Highest ever fine for gun jumping

This is the highest fine ever imposed by a competition authority on companies for gun jumping, namely the early implementation of a merger prior to its clearance in accordance with merger control rules.   

What happened?   

In March 2014, Altice and its cable operator subsidiary Numericable made an offer for the purchase of SFR. The offer was accepted in April 2014 and the share purchase agreement was executed in June 2014. The FCA cleared the transaction, subject to commitments, four months later in October 2014.   

The FCA considered that Altice had interfered in SFR's management and commercial policy, and that an excessive amount of strategic information was shared during the preparation of SFR and Numericable's integration between April and October 2014, at a time when the transaction had yet to be cleared. 

In particular, the FCA focussed on the following interventions by Altice in SFR's management and commercial policy: 

  • Altice's involvement in SFR's pricing and promotional policy; 
  • Altice's prior approval of SFR's participation in a tender offer; 
  • the joint negotiation and preparation of an offer by SFR in respect of Numericable's box, TV channel package and network offerings; and 
  • the approval by Altice's senior management of the renegotiation of certain aspects of the mobile network sharing agreement between SFR and Bouygues Telecom.  

The FCA also considered that Altice and SFR coordinated their behaviour in connection with the purchase of OTL, which supplies mobile phone services.

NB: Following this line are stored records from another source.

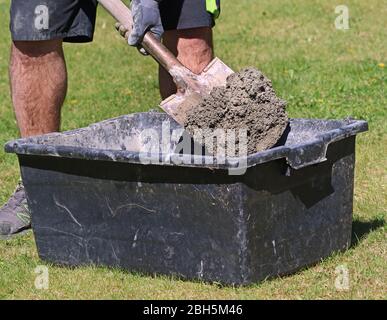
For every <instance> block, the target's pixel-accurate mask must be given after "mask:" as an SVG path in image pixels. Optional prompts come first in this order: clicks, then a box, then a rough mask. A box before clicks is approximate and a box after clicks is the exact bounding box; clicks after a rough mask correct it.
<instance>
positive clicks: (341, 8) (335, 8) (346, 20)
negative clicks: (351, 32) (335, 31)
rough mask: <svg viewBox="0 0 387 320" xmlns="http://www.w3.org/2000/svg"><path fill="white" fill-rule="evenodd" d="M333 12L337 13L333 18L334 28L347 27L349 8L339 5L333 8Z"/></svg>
mask: <svg viewBox="0 0 387 320" xmlns="http://www.w3.org/2000/svg"><path fill="white" fill-rule="evenodd" d="M335 13H336V14H337V15H338V16H337V17H336V19H335V28H336V29H337V30H348V29H349V9H348V7H347V6H346V5H339V6H337V7H336V8H335Z"/></svg>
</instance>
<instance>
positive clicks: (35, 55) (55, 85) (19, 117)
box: [10, 40, 67, 137]
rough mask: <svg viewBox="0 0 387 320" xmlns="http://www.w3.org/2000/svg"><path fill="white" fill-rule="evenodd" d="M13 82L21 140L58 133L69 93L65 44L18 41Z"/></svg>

The acquisition of OTL was originally contemplated by SFR but was eventually carried out by Altice in the weeks following the acceptance of Altice's purchase offer for SFR -- following disclosure to Altice's senior management of the amount of SFR's initial bid for OTL. The FCA considered that there had been illegal co-ordination of behaviour despite the fact that the possible acquisition of OTL by SFR could have had a direct impact on SFR's valuation and thus on the final amount and definitive structure of Altice's acquisition of SFR.  

More generally, the FCA considered that Numericable and SFR had shared an excessive amount of strategic information (in particular recent and forecast commercial data) while preparing for the integration of the businesses.   

The FCA also ruled that Altice had implemented the acquisition of OTL prior to clearance and, in particular, OTL's CEO had participated prematurely in SFR-Numericable group's decision-making as well as reporting monthly to Altice on OTL's commercial performance.   

The 80 million euro fine is the result of a settlement between the FCA, Altice and its subsidiary SFR.   

Impact   

This fine forms part of the increasing trend for competition authorities worldwide to punish companies for gun-jumping. The US antitrust agencies have in the past been the most active enforcers of antitrust law with respect to gun-jumping, but authorities in Europe and elsewhere, as yesterday's fine evidences, are now taking a more aggressive approach. 

In addition to fines, this can also include "dawn raids" of companies between signing and completion to check for gun jumping. The FCA in this case, for example, conducted dawn raids on the premises of Numericable, SFR and OTL to gather evidence of gun jumping. The European Commission in 2007 during its in-depth inquiry of Ineos/Kerling conducted a dawn raid to check whether the merging parties were implementing the transaction early in breach of EU merger control rules (although it did not in the end find any evidence of violation).   

It is widely accepted that early transitional planning and rapid implementation are the key to success for most mergers.  However, this fine shows the importance for parties to rein in the understandable desire to start the process of integration at too early a stage. 

Merging parties need to implement an effective strategy which balances the limitations imposed by antitrust law and the business imperatives of detailed due diligence and early integration planning. This strategy involves obtaining specialised local merger control input to interpret the relevant rules and risks, and the provision of pragmatic guidance for those involved in integration planning. This is of particular importance to private equity buyers adding to their portfolios.